The costs of the Montreal Olympics, in 1976, are a stark reminder of the huge expense involved. Before those games, Montreal’s mayor, Jean Drapeau, stated that “the Olympics can no more have a deficit than a man can have a baby”, but the games cost the city one billion dollars and the debt for the games was only paid off in 2006 – 30 years later!
Winter Olympics: Vancouver dangerously indebted?
People in Vancouver were assured the games would not result in a huge debt burden, but it is now looking less likely. The City of Vancouver carried out major cuts to services this year, while spending an unknown sum on the Olympics. The city has not produced figures on its expenditure, but it is certainly several tens of millions of Canadian dollars. The province of British Colombia (BC) also has fired workers, cutting funding for schools and libraries, and art funding has almost been abolished, with cuts of over 90%. The federal government of Canada is also cutting services while pouring money into the Olympics.
One of the major expenditures concerns security. When Vancouver was awarded the games, the cost of security was estimated $175 million, now it is (C) $ 900 million, a 5-fold increase. There are 25,000 people involved with security for the games. Worryingly, the police put terrorists, protestors and homeless people in the same sentence when talking about the issues they may have to deal with. Be prepared for aggressive behaviour from the police, at some stage of the Games. Already they have planted undercover agents among protesters.
There has been construction but one of the biggest costs was upgrading the one road that connects Whistler to Vancouver. The road winds along the edge of the water, with towering mountains on the other side.

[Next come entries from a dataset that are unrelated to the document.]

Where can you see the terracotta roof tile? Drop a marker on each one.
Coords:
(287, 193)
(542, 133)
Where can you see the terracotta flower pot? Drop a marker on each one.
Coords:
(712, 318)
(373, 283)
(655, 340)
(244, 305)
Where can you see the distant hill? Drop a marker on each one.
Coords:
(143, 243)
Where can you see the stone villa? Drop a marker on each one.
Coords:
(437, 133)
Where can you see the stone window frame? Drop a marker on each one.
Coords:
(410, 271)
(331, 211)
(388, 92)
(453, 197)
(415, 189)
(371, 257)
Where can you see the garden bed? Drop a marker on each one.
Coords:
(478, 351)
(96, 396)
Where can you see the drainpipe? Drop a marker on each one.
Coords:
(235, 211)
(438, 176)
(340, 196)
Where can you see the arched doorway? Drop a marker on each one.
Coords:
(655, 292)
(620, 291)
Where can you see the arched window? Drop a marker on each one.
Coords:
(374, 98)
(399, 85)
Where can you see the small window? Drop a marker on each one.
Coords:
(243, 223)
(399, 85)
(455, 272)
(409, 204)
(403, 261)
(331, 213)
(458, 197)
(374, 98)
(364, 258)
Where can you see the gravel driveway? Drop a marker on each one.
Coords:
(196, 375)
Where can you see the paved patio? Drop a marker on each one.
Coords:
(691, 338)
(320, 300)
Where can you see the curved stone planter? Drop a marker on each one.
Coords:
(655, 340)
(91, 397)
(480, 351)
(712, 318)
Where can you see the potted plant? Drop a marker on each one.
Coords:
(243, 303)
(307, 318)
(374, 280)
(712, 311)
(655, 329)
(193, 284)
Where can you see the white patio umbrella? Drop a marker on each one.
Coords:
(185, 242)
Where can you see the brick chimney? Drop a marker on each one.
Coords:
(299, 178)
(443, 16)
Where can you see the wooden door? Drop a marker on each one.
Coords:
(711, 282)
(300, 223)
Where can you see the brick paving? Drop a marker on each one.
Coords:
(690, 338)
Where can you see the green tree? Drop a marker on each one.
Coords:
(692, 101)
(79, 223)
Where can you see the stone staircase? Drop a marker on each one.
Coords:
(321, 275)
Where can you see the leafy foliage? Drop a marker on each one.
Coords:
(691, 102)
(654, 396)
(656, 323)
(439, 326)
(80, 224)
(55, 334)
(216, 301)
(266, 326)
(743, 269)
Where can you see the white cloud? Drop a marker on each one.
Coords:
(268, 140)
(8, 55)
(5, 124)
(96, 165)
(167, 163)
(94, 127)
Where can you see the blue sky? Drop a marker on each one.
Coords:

There is a railway line along this route but the province decided to spend at least $600 million (probably an under-estimate) and damaged key environmental areas, to widen the highway. The construction involved blasting mountainsides of granite. The railway line has had no investment and is still only used for freight – what a missed opportunity! Around Vancouver, roads are closed, transport is disrupted, stores are facing inconvenience, and people are being warned to expect long delays waiting for buses as Olympic traffic takes priority.
The weather this winter has been mild – maybe an impact of climate changes – and there is very little snow on the nearby mountains for some of the Olympic competitions. The games organizers are using trucks and helicopters to bring in snow for the games!
The Olympic organizers have gone to great lengths to protect the commercial interest of the sponsors and for themselves. The Olympic motto is, ‘With glowing hearts’, a quote from the Canadian national anthem, and they registered it as a trademark. The City of Vancouver has introduced a by-law, claiming it is to protect Olympic sponsors, but it bans ‘illegal signage’, allows the authorities to remove posters from people’s homes, and restricts the right to hand out protest leaflets.
As resentment at the inconvenience and cost of the Olympics grows, the City of Vancouver gave its staff a120-page glossy handbook, with ‘guidance’ on how to behave during the Olympics. It had gems of advice, such as workers should wear socks that match the colour of their trousers, they should always smile gently, and they must not put their hands in their pockets or cross their arms. But, at the same time, some city staff are losing their jobs and all of Vancouver will have reduced services, as the city’s employees are busy on Olympic duties.
The Games will see some great athletic achievements. Canada may win some gold medals and there will be some good parties. But will it have been worth all the money, environmental damage and inconvenience?
No doubt, when the Olympics are over, the people of Vancouver, BC and Canada will have a huge bill to pay. There will be some new sports facilities and a new highway. But the same amount of money could have been much better spent improving sporting facilities and developing the economy and environment in a planned and integrated way. After it is all over, Vancouver will still have a big homeless problem; the environment will have taken a hit. London: get ready for 2012!